Oysa kriz sonucu bir yılda bir milyon üç yüz bin kişi işini kaybetti. Ülkede toplam işsizlik oranı % 20 lere ulaşmış, toplam işsiz sayısı da beş milyon civarındadır.
Başta sağlık hakkı olmak üzere sosyal güvenlik hakkı gasp edilip piyasanın insafına terk edildi. Köylülük küresel tarım politikaları nedeni ile tasfiye olmayla yüz yüze bırakıldı.
Güvencesiz çalışma artık kanıksatıldı. Yüzlerce işçi iş kazalarından, meslek hastalıklarından ölmekte… İşsizlik fonu sermaye odaklarına peşkeş çekilmiş durumda. Kürt sorununun da militarist politikalar egemen durumda, çözüm hala imha ve inkârda aranmaktadır Alevilerin demokratik kültürel talepleri karşılanmamaktadır. Özgürlükçü demokratik bir anayasa talebi karşılanmış değil.
Sendikaların örgütlenme özgürlüğü ve özgür bir toplu pazarlık süreci sağlanamamış, yasal sınırlamalar, barajlar, emek alanına müdahaleler, sendikalara devlet baskısı operasyonlar sürmektedir.
Bu sorun listesini daha da uzatmak mümkündür.
Böylesi zengin mücadele gerektiren toplumsal zemin doğru değerlendirildiğinde süreç, sol ve emek güçlerinin lehine dönüşebilir.
KESK’in tek başına bütün bu sorunlarla baş edebilme olanağı yoktur. Kuşkusuz KESK, bu sorunları bir mücadele gerekçesi yapması gerekir.

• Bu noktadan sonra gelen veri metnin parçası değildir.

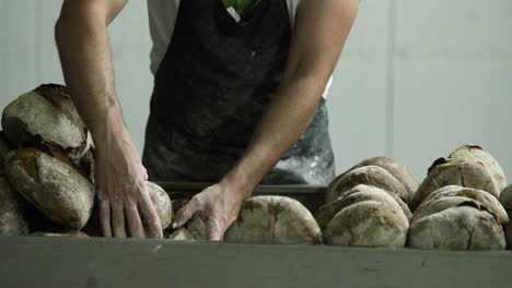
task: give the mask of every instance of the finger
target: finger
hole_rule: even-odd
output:
[[[126,238],[125,229],[125,209],[123,203],[110,202],[112,209],[112,228],[114,230],[114,237]]]
[[[162,225],[160,224],[159,214],[154,208],[153,202],[149,193],[144,193],[142,201],[139,202],[139,212],[146,224],[147,236],[150,238],[163,238]]]
[[[207,240],[209,241],[222,241],[223,228],[219,220],[213,217],[209,217],[207,221]]]
[[[110,203],[107,200],[100,200],[100,223],[103,236],[112,237]]]
[[[177,213],[174,218],[172,228],[182,227],[186,224],[199,209],[199,204],[196,197],[193,197],[187,204],[185,204]]]
[[[125,215],[130,229],[130,236],[133,238],[144,238],[144,228],[140,220],[139,211],[135,203],[125,205]]]

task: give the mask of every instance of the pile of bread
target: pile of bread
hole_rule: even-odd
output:
[[[101,236],[94,211],[94,145],[66,87],[42,85],[2,112],[0,235]],[[196,216],[172,229],[188,199],[171,201],[148,182],[164,236],[205,240]],[[246,200],[224,241],[419,249],[512,248],[512,187],[479,146],[437,159],[419,183],[400,163],[365,159],[328,185],[312,214],[284,196]]]

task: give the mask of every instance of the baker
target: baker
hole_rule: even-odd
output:
[[[127,1],[65,0],[56,24],[65,80],[96,145],[105,236],[162,237],[148,175],[217,183],[173,223],[198,214],[210,240],[258,183],[333,179],[325,95],[358,0],[148,0],[154,89],[142,161],[107,33]]]

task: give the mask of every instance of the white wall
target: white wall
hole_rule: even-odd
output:
[[[0,107],[62,83],[53,37],[60,0],[0,0]],[[365,0],[328,99],[338,172],[376,155],[420,179],[464,143],[487,148],[512,182],[512,1]],[[117,91],[143,146],[152,76],[146,1],[110,27]]]

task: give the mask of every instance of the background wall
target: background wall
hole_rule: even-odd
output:
[[[63,83],[54,24],[60,0],[0,0],[0,107]],[[338,172],[386,155],[424,178],[464,143],[487,148],[512,182],[512,1],[365,0],[328,106]],[[110,26],[118,97],[142,149],[152,76],[146,1]]]

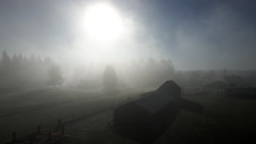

Ancak dışımızdaki yaşamla baş edebilmenin yolu, sol ve sosyalistlerin, Kürtlerin tüm demokrasi ve emek güçlerinin dayanışmasından ve sürece ağırlıklarını koymalarından geçmektedir.
Esas olarak yaşanan daralma güçlü bir sol partinin veya çatı örgütünün olmayışından ve solun moral üstünlüğünü kaybetmesindendir. Bu gün en acil görev milyonları kapitalizmin yıkımından kurtaracak olan güçlü bir emek hareketinin yaratılması sorunudur.
Yol uzun mücadele çetin hepimize kolay gelsin.